Member-elect of the Pyithu Hluttaw
- Preceded by: Constituency established
- Succeeded by: Constituency abolished
- Constituency: Khin-U № 2
- Majority: 15,367 (68%)

Personal details
- Born: 3 December 1940 (age 85) Khin-U, British Burma
- Party: National League for Democracy
- Relations: Phone Maw (father)
- Alma mater: Mandalay University
- Occupation: Politician and lawyer

= Khin Maung Thein =

Burmese politician

Khin Maung Thein (ခင်မောင်သိန်း) is a Burmese politician and political prisoner who currently serves as a Pyithu Hluttaw MP for Sagaing Township. In the 1990 Burmese general election, he was elected as an Pyithu Hluttaw MP, winning a majority of 15,367 (68% of the votes), but was never allowed to assume his seat.

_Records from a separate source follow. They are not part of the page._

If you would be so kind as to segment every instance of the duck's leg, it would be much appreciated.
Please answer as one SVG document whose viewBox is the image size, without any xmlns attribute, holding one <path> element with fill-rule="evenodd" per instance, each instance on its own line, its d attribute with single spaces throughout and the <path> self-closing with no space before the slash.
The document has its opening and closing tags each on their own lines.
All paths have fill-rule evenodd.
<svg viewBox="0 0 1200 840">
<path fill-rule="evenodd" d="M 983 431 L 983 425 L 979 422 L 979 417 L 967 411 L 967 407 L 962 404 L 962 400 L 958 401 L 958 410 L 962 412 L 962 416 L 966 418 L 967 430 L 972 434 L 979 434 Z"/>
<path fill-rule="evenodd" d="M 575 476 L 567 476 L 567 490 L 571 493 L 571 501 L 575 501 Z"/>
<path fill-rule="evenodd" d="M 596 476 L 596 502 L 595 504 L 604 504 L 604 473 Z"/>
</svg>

==Early life and education==
Khin Maung Thein was born in
Khin-U, British Burma on December 3, 1940 .In 1969, he graduated from Mandalay University with a Bachelor of Science degree in chemistry. In 1983, he became a High Court advocate. In 1990, Khin Maung Thein was arrested and sentenced under the Burmese Penal Code Article 122 for attending a secret meeting in Mandalay to form a provisional civilian government and was released on 2 June 1992.

== Political career==
He is a member of the National League for Democracy. He was elected as a Pyithu Hluttaw MP and elected representative from Sagaing Township parliamentary constituency.